Engine overheating
Drain it again...completely. File the rad and start it. Cap off. As whats in the rad gets sucked into the motor add some more to the rad. Try and get through this stage before your stat opens. Once you hit your stat temp watch for the coolant/water rushing back into the rad. Obviously you have cold water/coolant in the rad and as it rushes into the engine the temp will drop. The key is the water pump it has to push the water back to the rad at a pace where the hot water does not heat up the recently cooled water.Keep your heater on heat...are you getting heat??? Now you have a bunch of hot water in your rad...is the fan working to cool this water??? When it starts gushing out put the cap on fast and watch for the next cycle. Is your fan shrould one?? Stats have a range...which one do you have??? The system should cycle in that range.
The system does not pressurize with out the cap on the rad. A proper working 15 psi cap will make sure all air and excess coolant escapes into the over flow. The coolant in the over flow get drawn back in when the engine is cold. Bad cap equals over heating. FWIW. If you don't have enough coolant in the rad your over flow will go dry. Just keep adding until the system stablizes. Make sure its filled to the proper mark.
Jim
Last edited by jdp6000; Apr 24, 2006 at 01:34 PM.

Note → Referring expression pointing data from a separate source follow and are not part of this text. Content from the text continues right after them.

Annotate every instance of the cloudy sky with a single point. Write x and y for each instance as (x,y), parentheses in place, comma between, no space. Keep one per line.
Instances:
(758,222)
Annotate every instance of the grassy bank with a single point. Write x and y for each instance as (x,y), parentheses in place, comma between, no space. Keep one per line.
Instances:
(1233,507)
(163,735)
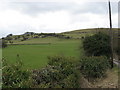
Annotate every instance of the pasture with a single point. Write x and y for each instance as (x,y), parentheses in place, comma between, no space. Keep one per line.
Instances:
(35,56)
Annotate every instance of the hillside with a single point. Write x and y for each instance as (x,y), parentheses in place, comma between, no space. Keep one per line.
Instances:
(37,38)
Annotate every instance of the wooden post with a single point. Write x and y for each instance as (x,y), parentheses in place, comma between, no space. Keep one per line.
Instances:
(111,35)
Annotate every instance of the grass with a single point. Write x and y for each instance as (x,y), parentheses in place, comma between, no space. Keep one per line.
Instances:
(35,56)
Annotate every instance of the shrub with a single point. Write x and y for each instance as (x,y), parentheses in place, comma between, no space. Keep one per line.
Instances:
(4,44)
(97,45)
(13,76)
(94,67)
(59,71)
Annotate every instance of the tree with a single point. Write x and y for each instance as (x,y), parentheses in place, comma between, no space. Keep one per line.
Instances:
(97,45)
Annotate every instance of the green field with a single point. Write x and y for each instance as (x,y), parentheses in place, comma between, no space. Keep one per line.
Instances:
(35,56)
(34,51)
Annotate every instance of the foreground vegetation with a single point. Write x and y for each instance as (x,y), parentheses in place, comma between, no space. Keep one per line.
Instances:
(41,68)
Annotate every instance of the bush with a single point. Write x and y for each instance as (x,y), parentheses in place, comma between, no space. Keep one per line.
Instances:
(13,76)
(59,73)
(97,45)
(94,67)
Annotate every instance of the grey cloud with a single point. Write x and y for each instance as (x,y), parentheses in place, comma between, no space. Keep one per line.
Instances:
(33,8)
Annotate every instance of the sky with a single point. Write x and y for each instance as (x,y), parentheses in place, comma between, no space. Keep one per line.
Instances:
(49,16)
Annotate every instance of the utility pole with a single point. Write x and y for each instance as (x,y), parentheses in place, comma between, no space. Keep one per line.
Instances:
(111,35)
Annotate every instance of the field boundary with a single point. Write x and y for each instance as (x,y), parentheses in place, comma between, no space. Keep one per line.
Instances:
(32,44)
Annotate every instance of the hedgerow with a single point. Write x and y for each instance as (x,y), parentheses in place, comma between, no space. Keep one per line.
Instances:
(94,67)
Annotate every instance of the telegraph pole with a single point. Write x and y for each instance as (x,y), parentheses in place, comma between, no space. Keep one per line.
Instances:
(111,35)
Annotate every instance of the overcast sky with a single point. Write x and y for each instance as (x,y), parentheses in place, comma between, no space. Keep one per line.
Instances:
(21,16)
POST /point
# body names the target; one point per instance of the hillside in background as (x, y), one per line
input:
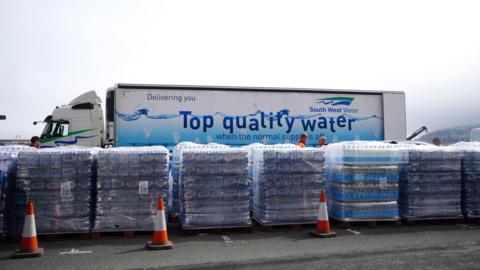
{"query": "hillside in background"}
(450, 135)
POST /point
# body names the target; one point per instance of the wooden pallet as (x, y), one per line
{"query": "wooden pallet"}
(97, 235)
(433, 221)
(63, 236)
(226, 230)
(343, 224)
(290, 226)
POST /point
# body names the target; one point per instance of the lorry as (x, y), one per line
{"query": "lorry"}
(142, 115)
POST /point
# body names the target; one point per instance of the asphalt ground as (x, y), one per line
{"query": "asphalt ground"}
(454, 246)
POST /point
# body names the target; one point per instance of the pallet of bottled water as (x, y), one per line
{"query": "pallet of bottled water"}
(8, 173)
(129, 182)
(213, 188)
(287, 183)
(251, 148)
(3, 180)
(174, 175)
(430, 183)
(59, 182)
(362, 181)
(470, 178)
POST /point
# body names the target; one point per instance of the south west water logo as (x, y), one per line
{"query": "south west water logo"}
(335, 101)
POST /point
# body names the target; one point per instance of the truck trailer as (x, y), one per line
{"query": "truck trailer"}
(141, 115)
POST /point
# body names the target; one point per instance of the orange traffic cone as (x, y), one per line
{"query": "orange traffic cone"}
(29, 244)
(323, 225)
(160, 235)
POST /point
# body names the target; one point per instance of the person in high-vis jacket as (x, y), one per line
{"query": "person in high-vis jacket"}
(303, 140)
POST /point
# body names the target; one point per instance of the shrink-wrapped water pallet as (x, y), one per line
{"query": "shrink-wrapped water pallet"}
(213, 188)
(287, 183)
(362, 181)
(129, 182)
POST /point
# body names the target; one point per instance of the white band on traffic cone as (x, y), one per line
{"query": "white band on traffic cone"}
(322, 212)
(160, 224)
(29, 229)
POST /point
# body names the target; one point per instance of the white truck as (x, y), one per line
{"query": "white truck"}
(139, 115)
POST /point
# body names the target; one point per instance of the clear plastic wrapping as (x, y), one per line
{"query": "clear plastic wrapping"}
(470, 179)
(251, 148)
(129, 182)
(174, 176)
(430, 182)
(287, 182)
(59, 182)
(362, 180)
(213, 188)
(8, 171)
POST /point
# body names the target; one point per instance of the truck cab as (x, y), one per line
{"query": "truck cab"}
(78, 123)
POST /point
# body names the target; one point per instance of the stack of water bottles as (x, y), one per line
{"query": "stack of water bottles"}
(362, 181)
(250, 148)
(8, 172)
(59, 183)
(175, 171)
(471, 182)
(430, 182)
(213, 188)
(129, 182)
(287, 183)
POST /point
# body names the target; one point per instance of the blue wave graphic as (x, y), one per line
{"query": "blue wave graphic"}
(356, 118)
(58, 143)
(335, 103)
(281, 113)
(145, 112)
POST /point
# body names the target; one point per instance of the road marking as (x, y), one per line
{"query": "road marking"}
(352, 231)
(75, 251)
(227, 239)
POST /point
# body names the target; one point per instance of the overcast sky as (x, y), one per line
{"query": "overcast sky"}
(52, 51)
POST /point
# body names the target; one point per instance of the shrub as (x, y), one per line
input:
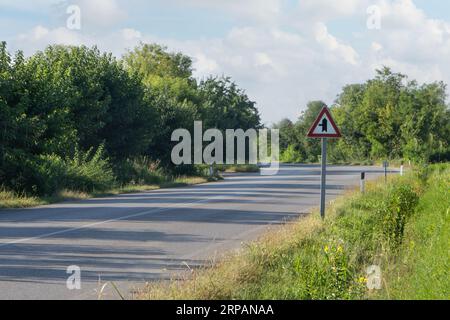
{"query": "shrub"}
(290, 155)
(398, 208)
(86, 172)
(139, 171)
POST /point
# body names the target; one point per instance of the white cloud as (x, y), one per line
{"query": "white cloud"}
(345, 52)
(283, 58)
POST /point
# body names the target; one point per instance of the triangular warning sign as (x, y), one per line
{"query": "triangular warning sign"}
(324, 126)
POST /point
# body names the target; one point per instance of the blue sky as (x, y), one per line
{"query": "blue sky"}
(283, 52)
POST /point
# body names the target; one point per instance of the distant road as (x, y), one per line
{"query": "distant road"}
(130, 239)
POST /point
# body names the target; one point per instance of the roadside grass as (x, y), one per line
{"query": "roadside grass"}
(240, 168)
(423, 271)
(12, 200)
(313, 259)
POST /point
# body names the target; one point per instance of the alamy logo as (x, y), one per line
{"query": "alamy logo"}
(239, 147)
(74, 280)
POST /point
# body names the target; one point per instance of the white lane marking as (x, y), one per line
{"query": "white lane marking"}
(87, 226)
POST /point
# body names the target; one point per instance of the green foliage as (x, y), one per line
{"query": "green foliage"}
(395, 213)
(425, 249)
(60, 104)
(87, 172)
(387, 117)
(139, 171)
(290, 155)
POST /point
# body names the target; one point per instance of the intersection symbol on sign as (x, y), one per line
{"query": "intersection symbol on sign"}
(324, 126)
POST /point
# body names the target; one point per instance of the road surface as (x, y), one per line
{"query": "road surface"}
(133, 238)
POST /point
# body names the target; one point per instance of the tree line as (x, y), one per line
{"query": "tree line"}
(388, 117)
(76, 118)
(72, 117)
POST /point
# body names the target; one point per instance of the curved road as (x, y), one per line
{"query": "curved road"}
(133, 238)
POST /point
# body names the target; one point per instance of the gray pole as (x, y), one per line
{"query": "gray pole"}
(323, 186)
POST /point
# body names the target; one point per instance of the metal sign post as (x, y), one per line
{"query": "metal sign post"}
(323, 185)
(324, 127)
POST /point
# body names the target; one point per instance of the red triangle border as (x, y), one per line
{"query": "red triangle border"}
(326, 111)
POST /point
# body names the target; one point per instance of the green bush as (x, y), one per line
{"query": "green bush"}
(139, 171)
(395, 213)
(290, 155)
(86, 172)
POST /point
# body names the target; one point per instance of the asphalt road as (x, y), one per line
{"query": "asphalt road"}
(133, 238)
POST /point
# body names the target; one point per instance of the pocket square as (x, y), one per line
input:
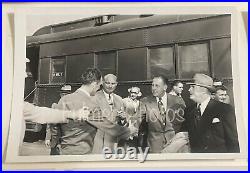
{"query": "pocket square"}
(216, 120)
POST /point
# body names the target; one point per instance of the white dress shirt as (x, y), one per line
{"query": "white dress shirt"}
(204, 105)
(83, 90)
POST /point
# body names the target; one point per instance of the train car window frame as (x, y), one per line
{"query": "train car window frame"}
(174, 60)
(114, 65)
(209, 61)
(53, 59)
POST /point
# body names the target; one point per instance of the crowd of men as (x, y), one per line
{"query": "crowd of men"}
(94, 117)
(160, 121)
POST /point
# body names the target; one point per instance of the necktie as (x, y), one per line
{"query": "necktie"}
(161, 107)
(110, 102)
(198, 115)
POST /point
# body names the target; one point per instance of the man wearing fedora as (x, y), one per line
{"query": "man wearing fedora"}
(211, 125)
(111, 104)
(161, 113)
(53, 131)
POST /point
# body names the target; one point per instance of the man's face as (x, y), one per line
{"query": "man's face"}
(133, 95)
(158, 87)
(95, 87)
(109, 84)
(178, 89)
(196, 92)
(221, 95)
(63, 94)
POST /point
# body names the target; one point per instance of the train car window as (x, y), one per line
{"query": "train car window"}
(161, 62)
(193, 59)
(76, 65)
(106, 62)
(132, 64)
(58, 70)
(44, 71)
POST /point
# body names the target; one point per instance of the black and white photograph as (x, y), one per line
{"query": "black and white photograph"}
(127, 86)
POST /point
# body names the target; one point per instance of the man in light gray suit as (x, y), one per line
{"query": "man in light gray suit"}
(161, 113)
(78, 137)
(110, 104)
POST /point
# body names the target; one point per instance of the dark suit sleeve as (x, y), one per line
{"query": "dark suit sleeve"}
(230, 130)
(111, 128)
(184, 126)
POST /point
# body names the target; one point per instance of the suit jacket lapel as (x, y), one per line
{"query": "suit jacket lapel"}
(206, 118)
(155, 109)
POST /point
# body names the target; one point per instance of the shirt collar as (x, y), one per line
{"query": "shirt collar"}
(84, 91)
(204, 104)
(163, 98)
(107, 95)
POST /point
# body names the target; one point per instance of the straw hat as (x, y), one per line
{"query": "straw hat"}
(203, 81)
(135, 90)
(66, 89)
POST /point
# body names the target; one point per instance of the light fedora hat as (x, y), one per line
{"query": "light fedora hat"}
(135, 90)
(203, 80)
(66, 88)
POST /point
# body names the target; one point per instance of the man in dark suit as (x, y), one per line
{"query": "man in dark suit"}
(110, 104)
(211, 124)
(161, 111)
(78, 137)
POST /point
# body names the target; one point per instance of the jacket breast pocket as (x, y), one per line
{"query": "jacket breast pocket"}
(217, 129)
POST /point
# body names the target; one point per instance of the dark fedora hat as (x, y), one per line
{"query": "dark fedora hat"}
(203, 80)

Drill a 1/8 hole in the tstat, this will allow air to excape the engine/heater core and into the radiator to be replaced by coollant.
Fill the system to capacity, does it have a filler neck on the hose from the t-stat to the rad? Is there a filler cap on the rad at all? if not, put one on the hose, thats the high spot in the system, you want a non vented cap there. The normal vented cap on the overflow tank should take care of the system.


waterpump and thermostat. Mechanic was able to stop the fan from spinning, with his hand, while car was idling. Replaced fan with flex and and removed clutch, problem solved.